Other significant barriers are created by migration to the cloud (47%), lack of skilled or expert personnel (45%) and the proliferation of mobile devices (43% respondents).
Indeed, the growth in mobile and cloud-based applications is seen as significantly affecting application security risk. 60% of respondents say mobile apps increase risk (25%) or increase risk significantly (35%). 51% of respondents say cloud-based applications increase risk (25%or increase risk significantly (26%).
Lack of testing, minding the skill gap and DevOps to the fore
Almost half of respondents said their organization does not test applications for threats and vulnerabilities (25%) or testing is not pre-scheduled (23%). Only 14% of respondents say applications are tested every time the code changes.
The situation is exacerbated by businesses having scant confidence that application developers in their organization practice secure design, development and testing of applications. When it comes to application development, 74% claim they are only somewhat confident (27% or have no confidence (47%) that practices such as input/output validation, defensive programming and appropriate compiler/linker security options are conducted.

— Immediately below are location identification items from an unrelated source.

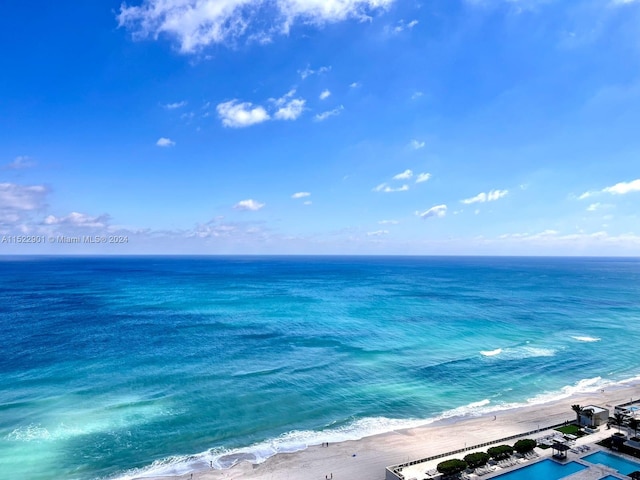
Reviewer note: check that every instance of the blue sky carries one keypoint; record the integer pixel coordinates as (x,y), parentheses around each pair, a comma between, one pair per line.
(321,127)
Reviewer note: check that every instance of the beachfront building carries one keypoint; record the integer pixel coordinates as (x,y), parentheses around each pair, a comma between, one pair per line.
(594,416)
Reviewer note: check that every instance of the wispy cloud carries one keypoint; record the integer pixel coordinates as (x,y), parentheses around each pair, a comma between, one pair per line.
(437,211)
(76,219)
(406,175)
(291,110)
(383,187)
(308,71)
(624,187)
(165,142)
(331,113)
(423,177)
(401,26)
(288,108)
(236,114)
(21,197)
(620,188)
(173,106)
(196,24)
(248,204)
(21,162)
(300,195)
(482,197)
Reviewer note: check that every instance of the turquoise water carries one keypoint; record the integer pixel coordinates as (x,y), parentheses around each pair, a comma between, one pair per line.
(116,366)
(616,462)
(545,469)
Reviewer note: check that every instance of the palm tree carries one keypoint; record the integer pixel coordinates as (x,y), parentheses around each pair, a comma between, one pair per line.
(618,418)
(578,410)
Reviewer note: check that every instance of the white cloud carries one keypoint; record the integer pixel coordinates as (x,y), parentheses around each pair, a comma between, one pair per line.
(383,187)
(437,211)
(620,188)
(406,175)
(198,23)
(288,108)
(75,219)
(423,177)
(20,163)
(173,106)
(22,198)
(482,197)
(624,187)
(238,115)
(165,142)
(249,204)
(324,115)
(291,110)
(404,26)
(307,72)
(301,195)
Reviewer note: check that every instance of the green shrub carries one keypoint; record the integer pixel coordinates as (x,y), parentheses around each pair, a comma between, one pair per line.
(451,467)
(525,445)
(477,459)
(500,452)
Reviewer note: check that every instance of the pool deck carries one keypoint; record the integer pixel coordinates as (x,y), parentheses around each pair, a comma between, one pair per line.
(594,472)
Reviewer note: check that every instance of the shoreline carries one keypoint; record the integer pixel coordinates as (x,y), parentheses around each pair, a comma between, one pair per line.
(367,458)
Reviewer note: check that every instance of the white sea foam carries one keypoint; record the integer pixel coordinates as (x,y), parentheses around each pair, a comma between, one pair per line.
(587,385)
(518,352)
(293,441)
(491,353)
(586,339)
(297,440)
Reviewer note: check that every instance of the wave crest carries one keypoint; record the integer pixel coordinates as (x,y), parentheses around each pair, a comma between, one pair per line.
(586,338)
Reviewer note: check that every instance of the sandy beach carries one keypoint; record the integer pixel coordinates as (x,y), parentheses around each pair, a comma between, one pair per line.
(366,459)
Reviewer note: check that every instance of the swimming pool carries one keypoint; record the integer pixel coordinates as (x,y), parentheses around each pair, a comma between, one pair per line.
(547,469)
(623,465)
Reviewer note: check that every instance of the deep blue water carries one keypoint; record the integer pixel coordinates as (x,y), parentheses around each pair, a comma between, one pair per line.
(110,364)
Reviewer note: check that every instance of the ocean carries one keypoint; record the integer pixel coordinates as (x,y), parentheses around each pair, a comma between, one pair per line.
(112,368)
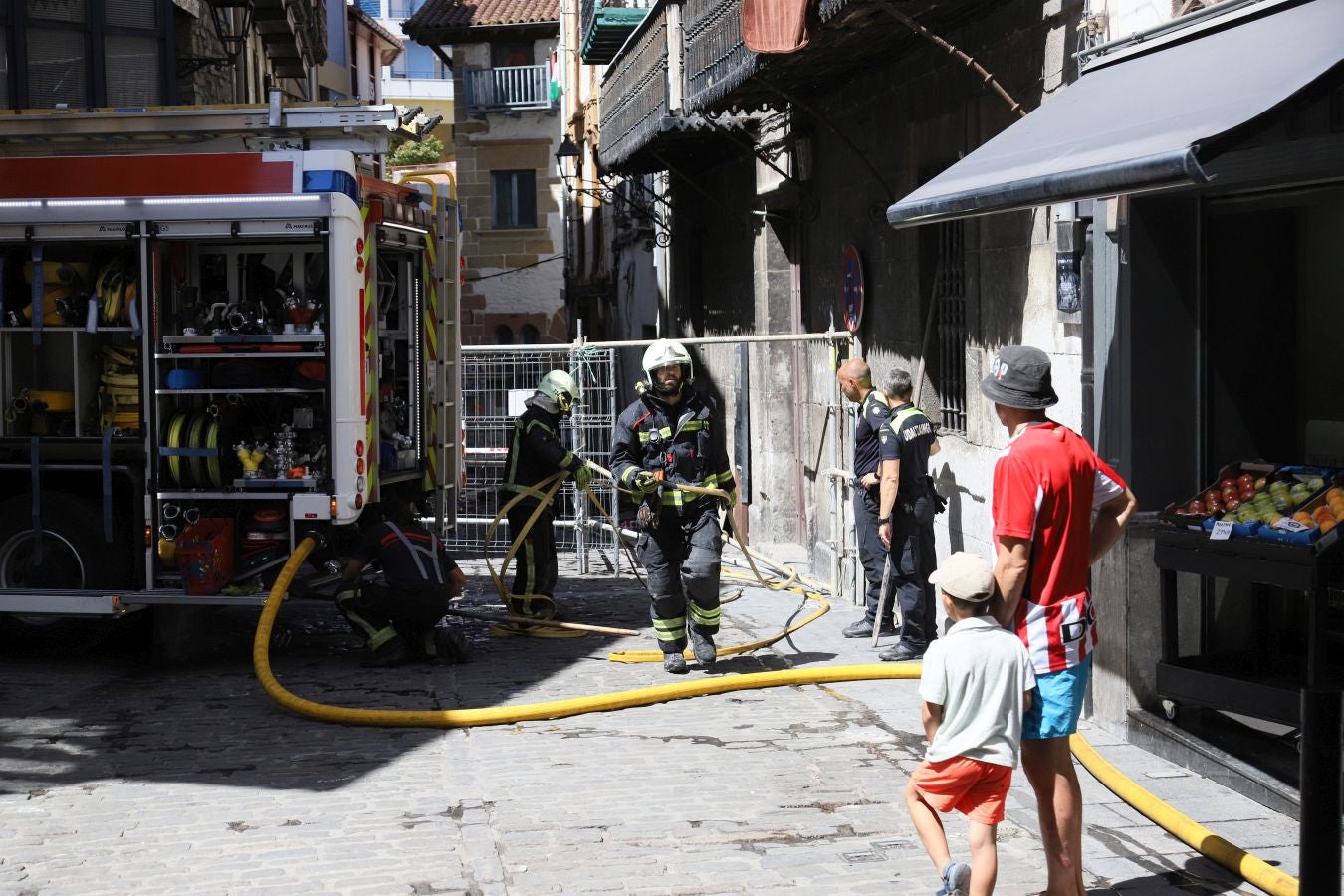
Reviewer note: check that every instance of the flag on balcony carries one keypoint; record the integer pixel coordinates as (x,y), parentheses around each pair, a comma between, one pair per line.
(775,26)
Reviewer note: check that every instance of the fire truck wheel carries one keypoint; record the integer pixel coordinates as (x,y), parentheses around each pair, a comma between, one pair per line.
(74,554)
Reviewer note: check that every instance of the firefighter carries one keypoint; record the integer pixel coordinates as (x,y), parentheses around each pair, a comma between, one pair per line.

Nevertheless, there is growing confidence that the increasing prominence and influence of DevOps or continuous integration will have a positive impact on application security. 35% of respondents say their organizations have adopted DevOps or continuous integration
practices into the application development lifecycle. 71% say this results in improved application security and enables them to respond quickly to security issues and vulnerabilities (56 percent of respondents).

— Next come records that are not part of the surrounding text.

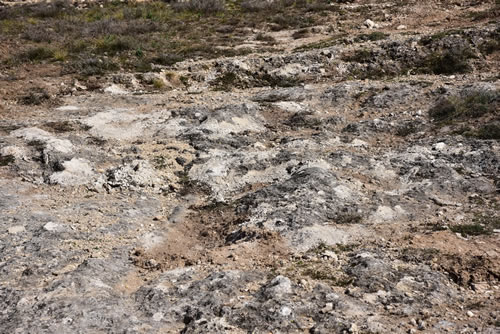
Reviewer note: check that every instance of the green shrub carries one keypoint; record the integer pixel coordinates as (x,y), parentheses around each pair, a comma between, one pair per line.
(35,97)
(37,54)
(374,36)
(470,230)
(6,160)
(458,108)
(200,6)
(447,62)
(489,131)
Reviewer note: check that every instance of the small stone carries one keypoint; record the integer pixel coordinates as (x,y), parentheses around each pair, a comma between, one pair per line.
(370,24)
(158,316)
(285,311)
(52,227)
(328,307)
(16,229)
(330,255)
(152,263)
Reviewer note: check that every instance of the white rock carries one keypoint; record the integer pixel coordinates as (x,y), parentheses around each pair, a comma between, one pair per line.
(158,316)
(53,227)
(370,24)
(439,146)
(19,153)
(285,311)
(331,255)
(16,229)
(68,108)
(76,172)
(280,285)
(51,142)
(115,90)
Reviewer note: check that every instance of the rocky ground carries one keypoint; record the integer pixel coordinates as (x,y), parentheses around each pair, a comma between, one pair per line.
(346,182)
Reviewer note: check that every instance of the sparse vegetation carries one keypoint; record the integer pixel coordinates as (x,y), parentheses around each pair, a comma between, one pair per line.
(359,56)
(374,36)
(474,104)
(446,62)
(134,35)
(6,160)
(36,96)
(226,82)
(481,225)
(489,131)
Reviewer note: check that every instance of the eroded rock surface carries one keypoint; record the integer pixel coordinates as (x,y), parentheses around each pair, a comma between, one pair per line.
(335,204)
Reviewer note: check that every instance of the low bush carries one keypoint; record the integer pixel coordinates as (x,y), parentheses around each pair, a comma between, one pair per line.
(474,104)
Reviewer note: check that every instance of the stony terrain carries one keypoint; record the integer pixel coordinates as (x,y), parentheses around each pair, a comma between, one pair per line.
(344,181)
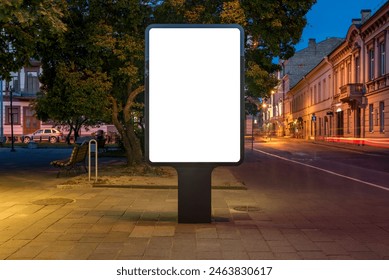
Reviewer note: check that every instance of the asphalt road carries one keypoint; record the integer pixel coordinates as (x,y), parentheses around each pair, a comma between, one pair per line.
(361,165)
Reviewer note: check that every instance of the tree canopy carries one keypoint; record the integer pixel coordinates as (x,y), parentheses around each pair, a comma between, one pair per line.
(99,56)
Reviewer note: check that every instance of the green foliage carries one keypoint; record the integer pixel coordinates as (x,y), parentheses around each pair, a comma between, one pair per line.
(272,28)
(96,66)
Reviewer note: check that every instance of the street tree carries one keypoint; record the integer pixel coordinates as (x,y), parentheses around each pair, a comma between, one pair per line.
(105,41)
(94,71)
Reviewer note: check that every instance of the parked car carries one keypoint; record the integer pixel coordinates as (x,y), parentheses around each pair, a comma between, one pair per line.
(49,134)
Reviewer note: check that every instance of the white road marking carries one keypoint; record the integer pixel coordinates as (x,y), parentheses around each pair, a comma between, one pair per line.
(324,170)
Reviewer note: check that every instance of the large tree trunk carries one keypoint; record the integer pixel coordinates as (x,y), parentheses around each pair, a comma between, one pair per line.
(131,143)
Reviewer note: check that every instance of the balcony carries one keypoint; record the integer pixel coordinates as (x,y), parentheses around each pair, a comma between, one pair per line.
(351,92)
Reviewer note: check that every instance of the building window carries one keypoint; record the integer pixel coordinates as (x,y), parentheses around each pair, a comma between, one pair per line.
(319,92)
(342,76)
(32,82)
(371,117)
(382,116)
(382,59)
(15,114)
(348,120)
(314,95)
(371,64)
(357,69)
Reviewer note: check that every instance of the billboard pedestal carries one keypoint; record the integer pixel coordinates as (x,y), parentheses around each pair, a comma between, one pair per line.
(194,194)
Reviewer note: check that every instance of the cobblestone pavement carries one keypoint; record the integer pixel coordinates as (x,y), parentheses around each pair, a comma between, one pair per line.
(40,221)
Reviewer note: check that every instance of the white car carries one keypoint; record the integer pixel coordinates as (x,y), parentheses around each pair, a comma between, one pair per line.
(49,134)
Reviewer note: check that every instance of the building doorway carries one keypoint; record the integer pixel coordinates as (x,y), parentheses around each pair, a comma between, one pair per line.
(30,122)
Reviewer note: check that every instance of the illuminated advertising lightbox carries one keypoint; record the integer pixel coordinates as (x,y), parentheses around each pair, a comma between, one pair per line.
(194,94)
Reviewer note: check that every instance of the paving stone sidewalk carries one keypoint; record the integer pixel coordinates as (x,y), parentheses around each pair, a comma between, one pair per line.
(40,221)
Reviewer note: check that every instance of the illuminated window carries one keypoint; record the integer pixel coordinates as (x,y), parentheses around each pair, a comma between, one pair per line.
(382,59)
(14,113)
(382,116)
(371,117)
(371,64)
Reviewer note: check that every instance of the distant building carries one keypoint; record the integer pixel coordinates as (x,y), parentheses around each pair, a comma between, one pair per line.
(284,104)
(341,90)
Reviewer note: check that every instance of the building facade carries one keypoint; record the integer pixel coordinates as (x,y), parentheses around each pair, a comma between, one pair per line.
(345,94)
(24,86)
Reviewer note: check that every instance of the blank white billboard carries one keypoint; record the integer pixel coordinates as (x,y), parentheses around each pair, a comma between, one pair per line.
(194,98)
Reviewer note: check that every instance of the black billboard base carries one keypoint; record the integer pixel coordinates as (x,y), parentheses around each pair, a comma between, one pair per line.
(194,194)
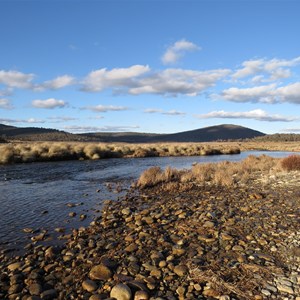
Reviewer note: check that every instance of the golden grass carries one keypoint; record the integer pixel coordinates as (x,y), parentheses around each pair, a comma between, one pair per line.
(224,173)
(50,151)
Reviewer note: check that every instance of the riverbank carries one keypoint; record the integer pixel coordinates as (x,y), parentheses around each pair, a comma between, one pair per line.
(180,240)
(26,152)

The perceived cyber-security skill-gap is also a pressing issue. 69% of respondents believe the shortage of skilled and qualified application developers puts their applications at risk. Moreover, 67% say the “rush to release” causes application developers in their organization to neglect secure coding procedures and processes.
Trust is King
Recent F5 research highlights the importance of businesses tackling issues head-on or risk customer trust issues. A recent privacy and security survey among 1,000 Saudi consumers found that 59% are concerned that their data will fall into the wrong hands, followed closely by their privacy being compromised (57 per cent). However, Saudi consumers were consistently more willing to give up their data compared to consumers in Europe; only 8 per cent per stated they would not give up their data at all, compared to 33 per cent the UK.
While consumers in Saudi Arabia regarded banks as the most trustworthy companies (91 per cent), there is dissatisfaction in the methods used to protect their data. Consumers believed that banks (86 per cent), public sector and government (80 per cent), insurance (72 per cent) and healthcare (71 per cent), needed to field better authentication capabilities to achieve greater security. Across EMEA, 88% of consumers felt strongly that organisations should improve authentication for greater security.
“Ultimately, application security is a collective responsibility,” added Allam.
“Stakeholders in the equation of a successful application deployment strategy should include the IT department, developers, DevOps and also company CIO or CTO executives who need to attribute more resources to this important area of business. Determining a sustainable ownership strategy for application security will help firms to deploy applications security across their employee network for 24-hour access, on any device and from any location.”